Member of Goa Legislative Assembly
- Incumbent
- Assumed office 10 March 2022
- Preceded by: Milind Naik
- Constituency: Mormugao

Personal details
- Born: 30 June 1975 (age 50) South Goa, Goa, India
- Party: Bharatiya Janata Party (2022–present)
- Other political affiliations: Indian National Congress (until 2022)
- Occupation: Politician; businessman;
- Website: facebook.com/SankalpAmonkar1313

= Sankalp Amonkar =

Indian politician and businessman (born 1975)

Sankalp Amonkar (born 30 June 1975) is an Indian politician and businessman who serves as a member of the Goa Legislative Assembly, representing the Mormugao Assembly constituency. He contested on the Indian National Congress ticket and emerged victorious by defeating three-term BJP MLA, Millind Naik by a margin of 1,941 votes.

Amonkar is a former Deputy Leader of Congress Legislative Party, former Vice President of Goa Pradesh Congress Committee, former State President of National Union of Seafarers of India and President of Pradesh Youth Congress.

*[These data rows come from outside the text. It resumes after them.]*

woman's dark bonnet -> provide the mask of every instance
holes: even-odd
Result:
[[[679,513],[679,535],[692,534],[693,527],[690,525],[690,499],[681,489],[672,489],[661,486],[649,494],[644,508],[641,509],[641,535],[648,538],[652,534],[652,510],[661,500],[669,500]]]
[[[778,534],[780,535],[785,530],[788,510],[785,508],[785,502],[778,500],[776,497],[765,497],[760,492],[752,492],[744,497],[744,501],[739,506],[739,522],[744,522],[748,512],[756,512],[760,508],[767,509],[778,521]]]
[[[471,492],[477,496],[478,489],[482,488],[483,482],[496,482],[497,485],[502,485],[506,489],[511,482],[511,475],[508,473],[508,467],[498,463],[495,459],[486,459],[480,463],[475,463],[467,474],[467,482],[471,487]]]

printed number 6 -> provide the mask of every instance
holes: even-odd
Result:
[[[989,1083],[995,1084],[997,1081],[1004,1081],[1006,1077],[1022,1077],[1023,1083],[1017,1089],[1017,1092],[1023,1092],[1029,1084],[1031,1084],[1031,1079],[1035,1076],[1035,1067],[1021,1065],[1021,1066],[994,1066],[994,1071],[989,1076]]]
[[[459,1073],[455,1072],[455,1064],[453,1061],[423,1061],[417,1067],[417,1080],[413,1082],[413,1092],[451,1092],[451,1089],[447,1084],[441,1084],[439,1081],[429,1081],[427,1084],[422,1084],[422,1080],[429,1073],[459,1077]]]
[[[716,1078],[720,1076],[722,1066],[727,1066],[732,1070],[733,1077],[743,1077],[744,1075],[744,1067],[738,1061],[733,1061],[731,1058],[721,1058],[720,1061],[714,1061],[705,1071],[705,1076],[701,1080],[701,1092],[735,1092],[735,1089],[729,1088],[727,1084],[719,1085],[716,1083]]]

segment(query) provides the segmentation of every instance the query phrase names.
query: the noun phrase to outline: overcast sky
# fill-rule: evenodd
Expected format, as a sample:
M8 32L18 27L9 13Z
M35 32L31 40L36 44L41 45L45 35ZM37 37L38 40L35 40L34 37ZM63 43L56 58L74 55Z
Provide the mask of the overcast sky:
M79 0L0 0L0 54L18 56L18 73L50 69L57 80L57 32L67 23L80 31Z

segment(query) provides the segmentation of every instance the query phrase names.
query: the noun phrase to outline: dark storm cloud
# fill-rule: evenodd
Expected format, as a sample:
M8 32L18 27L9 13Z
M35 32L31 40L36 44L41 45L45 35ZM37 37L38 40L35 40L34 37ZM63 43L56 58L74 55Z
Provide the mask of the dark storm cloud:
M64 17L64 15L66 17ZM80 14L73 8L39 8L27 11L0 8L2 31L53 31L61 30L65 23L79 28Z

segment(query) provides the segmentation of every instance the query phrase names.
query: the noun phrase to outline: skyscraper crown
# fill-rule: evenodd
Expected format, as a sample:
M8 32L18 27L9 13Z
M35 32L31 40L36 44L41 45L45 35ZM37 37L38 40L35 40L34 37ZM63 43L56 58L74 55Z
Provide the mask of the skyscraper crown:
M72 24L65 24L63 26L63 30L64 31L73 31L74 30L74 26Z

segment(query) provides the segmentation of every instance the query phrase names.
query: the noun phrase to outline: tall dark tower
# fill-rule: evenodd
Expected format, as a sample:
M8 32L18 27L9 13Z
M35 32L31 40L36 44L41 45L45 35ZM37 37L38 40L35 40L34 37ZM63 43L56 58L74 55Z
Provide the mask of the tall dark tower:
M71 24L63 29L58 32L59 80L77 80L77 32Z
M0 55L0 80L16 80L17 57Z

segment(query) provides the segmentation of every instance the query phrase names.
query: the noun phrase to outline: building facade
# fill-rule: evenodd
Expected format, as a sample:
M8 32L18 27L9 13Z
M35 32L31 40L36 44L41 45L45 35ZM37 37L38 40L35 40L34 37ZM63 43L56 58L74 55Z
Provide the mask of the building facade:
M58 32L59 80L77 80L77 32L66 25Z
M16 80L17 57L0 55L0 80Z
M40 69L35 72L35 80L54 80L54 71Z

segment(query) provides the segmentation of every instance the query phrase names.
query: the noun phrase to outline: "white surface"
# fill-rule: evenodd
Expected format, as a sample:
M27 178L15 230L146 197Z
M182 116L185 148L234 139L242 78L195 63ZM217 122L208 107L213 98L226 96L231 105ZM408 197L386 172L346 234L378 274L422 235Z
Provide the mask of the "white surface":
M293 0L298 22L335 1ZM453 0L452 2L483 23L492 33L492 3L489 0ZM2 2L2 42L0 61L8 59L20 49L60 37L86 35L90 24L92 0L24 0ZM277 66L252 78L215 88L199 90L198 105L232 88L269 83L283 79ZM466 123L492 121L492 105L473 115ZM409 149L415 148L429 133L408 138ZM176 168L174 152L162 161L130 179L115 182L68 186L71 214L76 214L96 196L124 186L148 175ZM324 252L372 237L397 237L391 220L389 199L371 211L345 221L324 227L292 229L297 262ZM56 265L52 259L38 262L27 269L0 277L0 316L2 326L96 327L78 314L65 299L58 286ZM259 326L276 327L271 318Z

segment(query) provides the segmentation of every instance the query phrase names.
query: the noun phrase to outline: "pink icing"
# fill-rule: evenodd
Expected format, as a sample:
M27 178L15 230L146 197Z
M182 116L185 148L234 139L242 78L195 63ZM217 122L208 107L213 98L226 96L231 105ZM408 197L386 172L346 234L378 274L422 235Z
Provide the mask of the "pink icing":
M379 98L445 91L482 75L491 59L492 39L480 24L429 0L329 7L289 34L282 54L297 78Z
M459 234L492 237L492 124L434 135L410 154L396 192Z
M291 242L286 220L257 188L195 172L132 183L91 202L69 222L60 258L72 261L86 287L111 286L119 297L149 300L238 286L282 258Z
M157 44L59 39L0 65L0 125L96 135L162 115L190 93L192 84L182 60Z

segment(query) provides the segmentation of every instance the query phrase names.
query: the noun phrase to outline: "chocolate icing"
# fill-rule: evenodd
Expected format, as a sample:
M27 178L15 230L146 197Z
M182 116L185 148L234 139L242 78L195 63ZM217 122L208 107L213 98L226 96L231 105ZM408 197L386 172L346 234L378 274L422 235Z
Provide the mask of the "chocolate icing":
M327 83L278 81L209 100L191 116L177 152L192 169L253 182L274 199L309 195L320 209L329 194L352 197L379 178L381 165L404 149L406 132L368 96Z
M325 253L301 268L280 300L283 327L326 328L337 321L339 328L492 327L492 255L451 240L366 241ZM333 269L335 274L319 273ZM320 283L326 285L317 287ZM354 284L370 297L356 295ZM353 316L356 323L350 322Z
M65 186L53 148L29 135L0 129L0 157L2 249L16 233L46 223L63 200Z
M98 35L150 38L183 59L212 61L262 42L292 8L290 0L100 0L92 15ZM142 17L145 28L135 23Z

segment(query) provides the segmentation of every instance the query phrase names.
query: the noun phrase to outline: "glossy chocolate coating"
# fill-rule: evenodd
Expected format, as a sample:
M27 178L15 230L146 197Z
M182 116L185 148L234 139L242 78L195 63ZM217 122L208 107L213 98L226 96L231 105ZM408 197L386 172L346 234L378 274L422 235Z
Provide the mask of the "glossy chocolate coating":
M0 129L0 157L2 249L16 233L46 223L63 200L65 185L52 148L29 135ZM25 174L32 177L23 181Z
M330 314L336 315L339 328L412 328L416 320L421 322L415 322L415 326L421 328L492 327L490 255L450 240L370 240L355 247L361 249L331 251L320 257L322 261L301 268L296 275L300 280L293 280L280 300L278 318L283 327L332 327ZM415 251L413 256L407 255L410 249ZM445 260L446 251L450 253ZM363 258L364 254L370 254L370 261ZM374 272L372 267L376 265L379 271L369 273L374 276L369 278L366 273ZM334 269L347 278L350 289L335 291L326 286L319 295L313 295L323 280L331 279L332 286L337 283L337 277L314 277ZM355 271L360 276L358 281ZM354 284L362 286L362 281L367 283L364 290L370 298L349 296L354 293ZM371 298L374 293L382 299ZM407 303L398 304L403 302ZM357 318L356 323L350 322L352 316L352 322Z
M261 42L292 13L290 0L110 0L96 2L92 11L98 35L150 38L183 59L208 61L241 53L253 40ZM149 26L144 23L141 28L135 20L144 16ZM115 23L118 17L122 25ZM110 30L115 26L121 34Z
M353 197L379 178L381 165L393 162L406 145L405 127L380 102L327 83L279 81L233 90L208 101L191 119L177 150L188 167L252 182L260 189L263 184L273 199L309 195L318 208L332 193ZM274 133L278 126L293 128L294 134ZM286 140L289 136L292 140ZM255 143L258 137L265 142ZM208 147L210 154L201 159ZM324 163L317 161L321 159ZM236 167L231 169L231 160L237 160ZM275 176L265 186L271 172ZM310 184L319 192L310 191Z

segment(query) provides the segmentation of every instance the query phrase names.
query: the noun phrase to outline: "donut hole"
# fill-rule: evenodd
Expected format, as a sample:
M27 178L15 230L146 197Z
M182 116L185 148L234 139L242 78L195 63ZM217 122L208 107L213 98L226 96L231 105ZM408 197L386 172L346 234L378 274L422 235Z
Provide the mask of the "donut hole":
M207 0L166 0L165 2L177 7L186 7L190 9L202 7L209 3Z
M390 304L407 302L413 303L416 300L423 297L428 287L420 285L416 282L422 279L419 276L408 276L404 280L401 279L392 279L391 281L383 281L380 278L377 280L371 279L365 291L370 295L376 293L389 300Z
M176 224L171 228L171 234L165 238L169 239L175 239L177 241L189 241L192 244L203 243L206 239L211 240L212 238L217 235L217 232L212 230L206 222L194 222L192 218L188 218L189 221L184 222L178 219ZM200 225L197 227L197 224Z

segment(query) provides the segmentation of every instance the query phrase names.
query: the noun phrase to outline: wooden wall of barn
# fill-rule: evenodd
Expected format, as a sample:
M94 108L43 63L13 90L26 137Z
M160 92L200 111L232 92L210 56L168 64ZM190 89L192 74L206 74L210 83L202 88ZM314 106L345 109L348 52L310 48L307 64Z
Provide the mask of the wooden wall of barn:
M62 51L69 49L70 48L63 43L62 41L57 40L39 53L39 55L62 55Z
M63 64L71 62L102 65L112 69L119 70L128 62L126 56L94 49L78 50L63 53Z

He joined the Bharatiya Janata Party in 2022.

==Early and personal life==
Sankalp Amonkar was born on 30 June 1975 to Padmanabh Amonkar in South Goa, India. He completed his graduation in Bachelor of Arts from Mormugao Education Society Zuarinagar, affiliated with Goa University in 1997. Amonkar is married to businesswoman, Shradha Amonkar and currently resides at Vasco, Goa.